Комиссар Эшерих бросил на него чуть насмешливый взгляд.
— Вам так хочется знать? Ну что ж, сделаю вам одолжение: Народный трибунал — и репу долой! Мне-то какое дело? Что заставляет этого малого писать идиотскую открытку, которую никто не читает и читать не хочет! Не-ет, меня это не касается! Я получаю свое жалованье, и мне безразлично, продавать ли ради него марки или втыкать флажки. Но я буду думать о вас, запомню, что первое сообщение принесли мне именно вы, и, когда изловлю этого субъекта, в свое время пришлю вам приглашение на казнь.
— Не-ет, спасибо. Я не это имел в виду.
— Конечно же это. Чего вы стесняетесь?! Передо мной стесняться нечего, я знаю, что происходит с людьми! Если б мы тут не знали, то кто в таком случае? Бог и тот не знает! Словом, договорились, пришлю вам приглашение на казнь. Хайль Гитлер!
— Хайль Гитлер! И не забудьте об этом!
Глава 21
Полгода спустя. Семья Квангель
Полгода спустя писать по воскресеньям открытки уже вошло у Квангелей в обычай, поистине священный обычай, став непременной частью повседневной жизни, как окружавший их обоих глубокий покой или железная бережливость. Самые прекрасные часы недели они проводили по воскресеньям, когда сидели вдвоем, она — в уголке дивана, латая или штопая, он — на жестком стуле за столом, с ручкой в большой руке, медленно выводя букву за буквой.

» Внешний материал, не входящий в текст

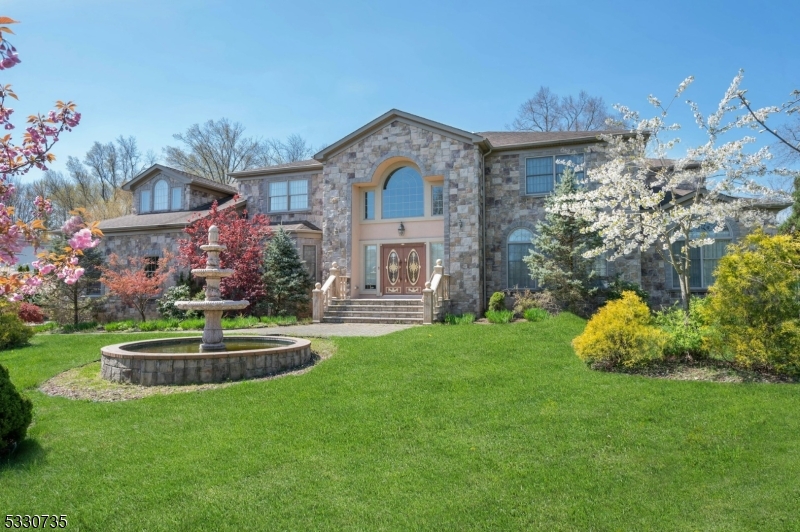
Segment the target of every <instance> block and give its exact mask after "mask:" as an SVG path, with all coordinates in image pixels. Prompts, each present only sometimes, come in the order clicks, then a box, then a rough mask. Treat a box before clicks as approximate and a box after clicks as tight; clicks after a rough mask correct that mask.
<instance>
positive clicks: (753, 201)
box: [550, 72, 789, 311]
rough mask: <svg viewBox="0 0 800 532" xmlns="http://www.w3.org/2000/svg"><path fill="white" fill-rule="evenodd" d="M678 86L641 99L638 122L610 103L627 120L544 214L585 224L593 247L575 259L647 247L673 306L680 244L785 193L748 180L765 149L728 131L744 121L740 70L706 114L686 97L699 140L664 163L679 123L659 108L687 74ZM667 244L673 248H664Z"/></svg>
mask: <svg viewBox="0 0 800 532" xmlns="http://www.w3.org/2000/svg"><path fill="white" fill-rule="evenodd" d="M693 79H694V78H693V77H689V78H687V79H686V80H685V81H684V82H683V83H681V84H680V86H679V87H678V89H677V91H676V92H675V95H674V97H673V98H672V101H671V102H670V103H669V104H668V105H666V106H665V105H663V104H662V103H661V101H660V100H659V99H658V98H656V97H654V96H652V95H651V96H650V97H649V98H648V100H649V102H650V103H651V104H652V105H653V106H654V107H655V108H656V109H657V110H658V111H659V113H658V116H656V117H654V118H650V119H641V118H640V117H639V115H638V113H636V112H635V111H633V110H631V109H629V108H627V107H624V106H616V108H617V109H618V110H619V111H620V112H621V113H622V114H623V116H624V118H625V120H629V121H631V122H632V123H635V124H636V126H635V128H634V129H632V130H630V131H629V132H627V133H625V134H612V135H601V136H600V138H601V139H602V140H604V141H605V142H604V144H603V145H601V146H600V147H599V148H597V150H598V151H600V152H602V155H603V156H602V157H600V158H599V160H600V162H599V164H598V165H597V166H596V167H595V168H592V169H591V171H590V172H587V174H586V184H585V186H584V187H583V188H582V189H581V190H579V191H577V192H575V193H574V194H570V195H567V196H562V197H561V198H559V200H558V201H557V202H554V204H553V205H551V207H550V211H551V212H555V213H558V214H562V215H566V216H572V217H576V218H582V219H584V220H587V221H588V222H589V225H588V226H587V227H586V228H585V231H586V232H597V233H598V234H599V235H600V236H601V238H602V245H601V246H599V247H597V248H595V249H593V250H590V251H588V252H586V253H585V254H584V256H586V257H591V256H598V255H600V254H603V253H607V254H608V256H609V259H610V260H615V259H617V258H619V257H621V256H623V255H627V254H629V253H632V252H634V251H636V250H640V251H645V250H647V249H649V248H651V247H654V248H655V249H656V250H657V251H658V252H659V253H660V255H661V256H662V257H663V258H664V260H665V262H666V263H668V264H670V265H671V266H672V267H673V268H675V271H676V272H677V274H678V278H679V281H680V289H681V300H682V303H683V308H684V309H685V310H687V311H688V308H689V298H690V294H691V293H690V290H689V276H690V265H691V260H690V253H689V248H697V247H701V246H706V245H709V244H712V243H713V242H714V233H715V232H719V231H722V230H723V228H724V227H725V224H726V222H727V221H731V220H738V221H740V222H742V223H744V224H745V225H755V224H763V223H765V222H766V221H768V220H769V218H770V217H771V214H770V212H769V211H767V210H765V208H764V207H765V206H767V205H768V204H770V203H771V204H775V203H776V202H777V203H788V202H789V197H788V195H787V194H785V193H783V192H780V191H775V190H772V189H770V188H768V187H766V186H763V185H760V184H759V183H757V182H756V181H755V178H757V177H761V176H764V175H765V174H766V173H767V171H768V166H767V162H768V161H769V159H770V158H771V155H770V153H769V150H768V148H766V147H765V148H760V149H751V150H749V151H748V148H750V145H751V144H752V143H753V142H755V140H756V139H755V138H754V137H752V136H747V135H737V133H738V132H739V131H740V130H741V129H743V128H746V127H748V124H747V120H743V119H742V116H741V115H737V112H738V111H740V110H741V105H740V101H739V99H738V94H739V93H740V89H739V85H740V83H741V80H742V72H739V74H738V75H737V76H736V77H735V78H734V80H733V82H732V83H731V86H730V87H729V88H728V90H727V92H726V93H725V95H724V96H723V98H722V100H721V101H720V103H719V106H718V107H717V109H716V110H715V111H714V112H713V113H711V114H710V115H708V116H705V115H703V114H702V113H701V112H700V110H699V107H698V106H697V105H696V104H695V103H694V102H691V101H688V102H687V103H688V104H689V106H690V108H691V110H692V112H693V114H694V117H695V120H696V122H697V125H698V126H699V127H700V129H701V130H702V131H703V132H705V134H706V137H707V140H706V142H705V143H703V144H702V145H700V146H696V147H691V148H688V149H686V150H685V154H684V156H683V157H681V158H678V159H674V160H671V159H669V158H668V157H669V155H670V154H672V153H673V152H674V151H676V150H677V148H678V145H679V143H680V138H678V137H677V136H676V134H675V132H676V131H678V130H679V129H680V125H679V124H670V123H668V122H667V117H668V112H669V108H670V107H671V105H672V103H674V102H675V100H676V99H677V98H678V97H679V96H680V95H681V94H682V93H683V92H684V91H685V90H686V88H687V87H688V86H689V85H690V84H691V82H692V81H693ZM675 242H680V244H679V245H677V246H673V244H674V243H675Z"/></svg>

Первоначально Квангель писал по одной открытке, теперь их число удвоилось. А в удачные воскресенья получалось даже по три открытки. Но содержание никогда не было одинаковым. Чем больше Квангели писали, тем больше изъянов обнаруживали у фюрера и его партии. То, что в свое время не вызывало у них особого порицания, например подавление всех остальных партий, или то, что они осуждали только как слишком радикальное или проведенное слишком грубо, например преследования евреев (ведь подобно большинству немцев Квангели в глубине души евреев недолюбливали, а значит, в общем и целом соглашались с принятыми мерами), — теперь, когда они стали врагами фюрера, все это приобрело для них совершенно иной вид и иной смысл. Стало очередным доказательством лживости партии и ее руководства. Подобно всем неофитам, они стремились и других наставить на путь истины, поэтому тон открыток никогда не был одинаков, да и тем хватало с избытком.
Анна Квангель давно уже рассталась с ролью молчаливого слушателя, она сидела на диване, оживленно высказывала свое мнение, предлагала темы, формулировала фразы. Работали они в полном единодушии, и эта глубинная общность, которую они, прожив в браке долгие годы, узнали только теперь, стала для них огромным счастьем, чей отсвет озарял им всю неделю. Они смотрели друг на друга, улыбались, каждый знал о другом, что вот сейчас тот думает о следующей открытке или о воздействии этих открыток, о постоянно растущем числе их приверженцев и о том, что от них с нетерпением ждут следующей весточки.
Квангели ни секунды не сомневались, что их открытки тайком передают на предприятиях из рук в руки, что Берлин заговорил о них, о борцах. Оба прекрасно понимали, что часть открыток попадает в руки полиции, но, по их расчетам, максимум каждая пятая или шестая. Они постоянно размышляли об их воздействии и говорили о нем, а потому полагали совершенно естественным, что их призывы распространяются по городу, будоражат людей, — для них это был непреложный факт.